Should there be a change of government in Australia, it’s assumed the Australian Labor Party would want to review open banking. It’s understood there is bipartisan support for a more competitive financial services sector, which open banking would help support.

It is hoped open banking will spur a new era of innovation in financial services. As an example, Moss uses a budgeting tool that analyses bank transaction data and makes a suggestion consumers could meet their savings goal quicker by switching mobile phone plans, even giving them the ability to switch to the new plan.

Paul Wiebusch, professional services firm Deloitte Australia’s open data partner, 
explains one of the fundamental differences between the way different jurisdictions are approaching this is whether they are implementing data sharing, known as read access, or whether they are focused on payment initiation or right access. Australia is in the former category.

“To build consumer confidence you want to start by sharing data, before you start allowing third parties to initiate a payment on your behalf,” he explains.

Deposits are an example. Under open banking, it may be possible for providers to automatically switch investors from low-paying term deposits into higher paying ones each day.  

Different nations also have different scopes. In the UK, only nine banks were initially involved, whereas in Australia open banking is open to all financial institutions and other parties. In the US, institutions will self-select to be part of open banking.

“There are also questions about which data is included. Is it retail, or retail plus small business, or all accounts? So, the way open banking manifests in one country is different to the way it appears in others,” says Wiebusch. Open banking is already live in the UK and Japan.

Professional services firm EY publishes an open banking index. It ranked Australia fourth in terms of regulatory support for open banking, sixth in innovation around open banking and ninth on sharing transaction data with fintechs. It ranked UK as the top country for adoption, but Wiebusch says what’s most important is how sustainable each country’s model is.

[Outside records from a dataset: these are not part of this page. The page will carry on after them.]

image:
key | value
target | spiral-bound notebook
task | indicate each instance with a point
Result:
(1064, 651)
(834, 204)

“Ultimately it has to be an economy-wide solution. We have put a lot of thought into design considerations around our model and others are looking at our approach, which is more comprehensive than other countries, many of which are more limited in scope and enjoy less secure data transfer mechanisms,” he says   
 
Moneytree is one fintech that’s already building open banking-friendly technology here and in Japan. The app links savings, credit card, superannuation and other accounts in one place. Founder Ross Sharrott says the business is already talking to institutions here and in Japan about how they can thrive in an open banking world.

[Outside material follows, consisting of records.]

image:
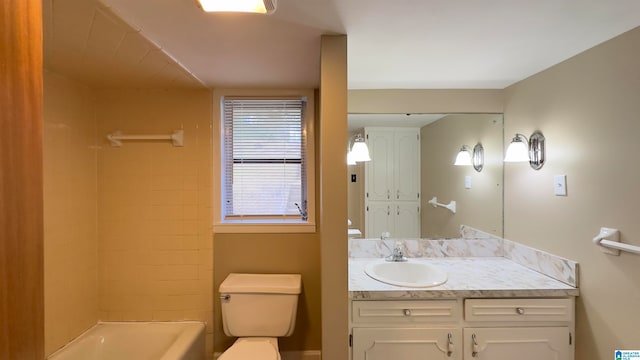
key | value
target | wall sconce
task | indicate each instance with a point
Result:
(466, 158)
(359, 151)
(522, 149)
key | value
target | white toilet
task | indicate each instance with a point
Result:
(258, 308)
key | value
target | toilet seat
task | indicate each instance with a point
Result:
(252, 348)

“In Australia we are coming up with a set of standards everyone has to meet, whereas in Japan it’s more about making industry agreements. Institutions are developing their APIs and Moneytree is connecting with them. We’re working with them not just to bring data into our app for individuals, but also to improve their own apps and products using open banking data.”

API stands for Application Program Interface – they are platforms that marry data and software and enable the manipulation of the former.

It’s early days for open banking around the world. No matter what approach different jurisdictions take, the advent of this important initiative is likely to underpin financial services for decades to come.